04.10.2011 | 08:49 Uhr | Thomas Armbrüster

Schlüsselbund schützen

Hat jemand Zugang zum Mac, weil der Benutzer momentan angemeldet ist, kann er auch alle Aktionen durchführen, für die ein im Anmeldeschlüsselbund gespeichertes Kennwort notwendig ist - beispielsweise E-Mails abrufen oder Internet-Seiten aufrufen - deren Kennwort im Schlüsselbund gespeichert ist.

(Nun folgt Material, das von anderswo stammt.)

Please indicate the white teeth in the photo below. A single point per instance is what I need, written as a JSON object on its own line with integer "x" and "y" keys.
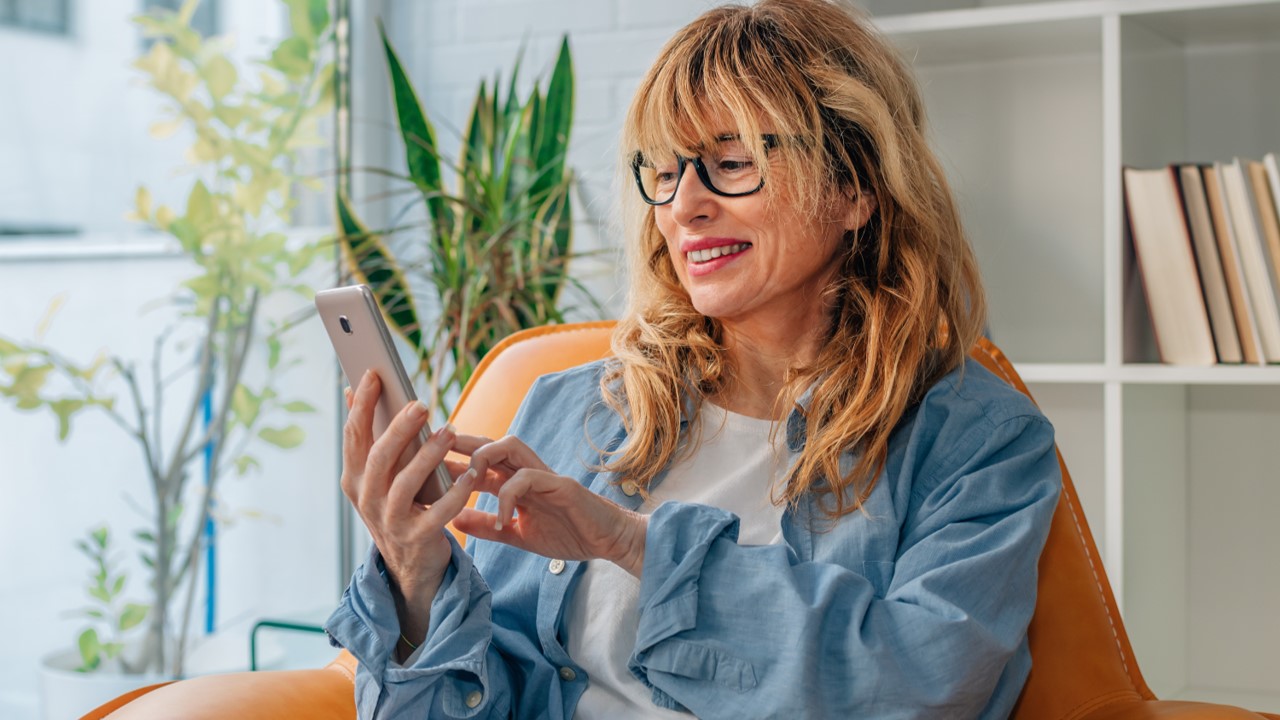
{"x": 712, "y": 253}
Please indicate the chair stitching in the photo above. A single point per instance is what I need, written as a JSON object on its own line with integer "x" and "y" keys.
{"x": 1084, "y": 546}
{"x": 530, "y": 333}
{"x": 342, "y": 669}
{"x": 1096, "y": 702}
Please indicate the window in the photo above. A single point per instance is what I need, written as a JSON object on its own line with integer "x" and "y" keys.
{"x": 205, "y": 21}
{"x": 42, "y": 16}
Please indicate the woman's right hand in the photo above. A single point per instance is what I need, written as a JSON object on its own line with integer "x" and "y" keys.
{"x": 408, "y": 536}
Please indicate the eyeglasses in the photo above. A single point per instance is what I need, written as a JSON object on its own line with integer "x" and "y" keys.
{"x": 727, "y": 171}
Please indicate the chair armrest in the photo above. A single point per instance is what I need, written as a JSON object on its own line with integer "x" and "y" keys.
{"x": 1170, "y": 710}
{"x": 318, "y": 695}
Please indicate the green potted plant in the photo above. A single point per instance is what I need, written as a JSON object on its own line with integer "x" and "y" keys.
{"x": 492, "y": 255}
{"x": 248, "y": 135}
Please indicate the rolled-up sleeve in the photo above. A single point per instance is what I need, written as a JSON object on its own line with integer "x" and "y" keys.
{"x": 726, "y": 627}
{"x": 455, "y": 673}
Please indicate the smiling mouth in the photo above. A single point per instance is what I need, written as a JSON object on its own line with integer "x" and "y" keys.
{"x": 713, "y": 253}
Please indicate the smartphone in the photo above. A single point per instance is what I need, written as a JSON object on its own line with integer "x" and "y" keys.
{"x": 360, "y": 336}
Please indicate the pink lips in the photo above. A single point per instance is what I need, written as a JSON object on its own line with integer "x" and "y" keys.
{"x": 709, "y": 254}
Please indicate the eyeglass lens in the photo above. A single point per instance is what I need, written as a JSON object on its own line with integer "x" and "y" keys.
{"x": 728, "y": 169}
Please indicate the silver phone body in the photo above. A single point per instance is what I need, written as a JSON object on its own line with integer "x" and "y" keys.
{"x": 359, "y": 335}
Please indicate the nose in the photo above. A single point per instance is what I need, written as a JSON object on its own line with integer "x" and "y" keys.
{"x": 693, "y": 203}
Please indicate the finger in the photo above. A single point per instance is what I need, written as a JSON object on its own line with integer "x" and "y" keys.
{"x": 387, "y": 451}
{"x": 357, "y": 432}
{"x": 467, "y": 445}
{"x": 507, "y": 456}
{"x": 446, "y": 509}
{"x": 481, "y": 525}
{"x": 510, "y": 496}
{"x": 407, "y": 482}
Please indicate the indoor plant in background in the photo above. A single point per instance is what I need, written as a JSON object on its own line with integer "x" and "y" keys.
{"x": 489, "y": 258}
{"x": 247, "y": 140}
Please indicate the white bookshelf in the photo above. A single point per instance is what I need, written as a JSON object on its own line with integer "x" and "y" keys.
{"x": 1034, "y": 106}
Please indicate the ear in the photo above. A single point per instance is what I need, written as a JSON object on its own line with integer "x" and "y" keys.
{"x": 860, "y": 209}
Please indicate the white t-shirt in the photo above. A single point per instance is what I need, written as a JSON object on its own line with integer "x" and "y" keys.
{"x": 734, "y": 468}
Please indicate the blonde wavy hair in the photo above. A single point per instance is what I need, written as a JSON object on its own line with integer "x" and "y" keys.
{"x": 906, "y": 302}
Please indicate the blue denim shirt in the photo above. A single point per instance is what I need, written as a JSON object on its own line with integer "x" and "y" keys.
{"x": 917, "y": 606}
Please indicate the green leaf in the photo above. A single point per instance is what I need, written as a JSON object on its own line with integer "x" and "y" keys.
{"x": 373, "y": 264}
{"x": 64, "y": 409}
{"x": 273, "y": 351}
{"x": 132, "y": 615}
{"x": 292, "y": 57}
{"x": 220, "y": 76}
{"x": 30, "y": 381}
{"x": 246, "y": 405}
{"x": 421, "y": 155}
{"x": 112, "y": 650}
{"x": 284, "y": 438}
{"x": 245, "y": 463}
{"x": 90, "y": 648}
{"x": 200, "y": 206}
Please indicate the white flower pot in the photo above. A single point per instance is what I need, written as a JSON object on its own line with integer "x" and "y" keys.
{"x": 67, "y": 695}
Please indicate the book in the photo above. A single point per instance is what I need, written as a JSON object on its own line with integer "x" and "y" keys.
{"x": 1233, "y": 272}
{"x": 1272, "y": 167}
{"x": 1221, "y": 319}
{"x": 1162, "y": 246}
{"x": 1269, "y": 223}
{"x": 1242, "y": 209}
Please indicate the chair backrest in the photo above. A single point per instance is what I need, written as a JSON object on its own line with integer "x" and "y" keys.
{"x": 1080, "y": 655}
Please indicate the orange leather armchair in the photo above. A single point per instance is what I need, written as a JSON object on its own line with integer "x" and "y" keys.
{"x": 1082, "y": 664}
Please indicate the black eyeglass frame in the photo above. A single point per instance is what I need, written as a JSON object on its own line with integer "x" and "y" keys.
{"x": 771, "y": 141}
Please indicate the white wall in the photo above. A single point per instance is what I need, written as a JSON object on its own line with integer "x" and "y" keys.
{"x": 73, "y": 132}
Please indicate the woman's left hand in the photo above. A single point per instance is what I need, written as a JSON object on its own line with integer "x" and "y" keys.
{"x": 557, "y": 516}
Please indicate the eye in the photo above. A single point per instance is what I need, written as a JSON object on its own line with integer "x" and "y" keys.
{"x": 735, "y": 164}
{"x": 666, "y": 176}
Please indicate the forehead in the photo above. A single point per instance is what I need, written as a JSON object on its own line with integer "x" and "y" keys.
{"x": 688, "y": 131}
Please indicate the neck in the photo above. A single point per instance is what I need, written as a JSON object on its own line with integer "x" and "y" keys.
{"x": 762, "y": 359}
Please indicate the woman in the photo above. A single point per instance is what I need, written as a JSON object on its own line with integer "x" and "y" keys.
{"x": 790, "y": 493}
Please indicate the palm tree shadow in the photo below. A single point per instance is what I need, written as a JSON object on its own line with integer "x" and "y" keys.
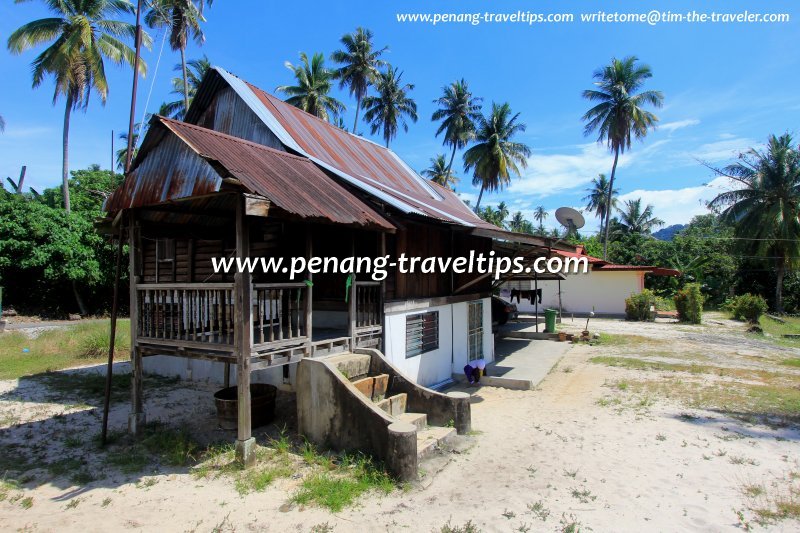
{"x": 51, "y": 425}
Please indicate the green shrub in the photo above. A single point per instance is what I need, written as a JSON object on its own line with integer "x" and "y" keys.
{"x": 689, "y": 304}
{"x": 638, "y": 306}
{"x": 747, "y": 307}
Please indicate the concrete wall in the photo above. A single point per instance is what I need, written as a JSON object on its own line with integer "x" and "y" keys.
{"x": 438, "y": 365}
{"x": 605, "y": 291}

Um die Sicherheit zu erhöhen, lässt sich der Schlüsselbund automatisch schützen, wenn er längere Zeit nicht verwendet wurde oder wenn man den Mac in den Ruhezustand schickt. Dazu startet man das Dienstprogramm Schlüsselbundverwaltung (im Ordner "Programme/Dienstprogramme"), markiert links den Schlüssel "Anmeldung" und wählt den Befehl "Bearbeiten > Einstellungen für Schlüsselbund Anmeldung ändern". Dort lässt sich eine Zeitspanne angeben, nach der der Schlüsselbund gesichert wird, sowie der Schutz im Ruhezustand aktivieren. Letzterer wird aber nicht wirksam, wenn man nur den Bildschirm in den Ruhezustand schickt.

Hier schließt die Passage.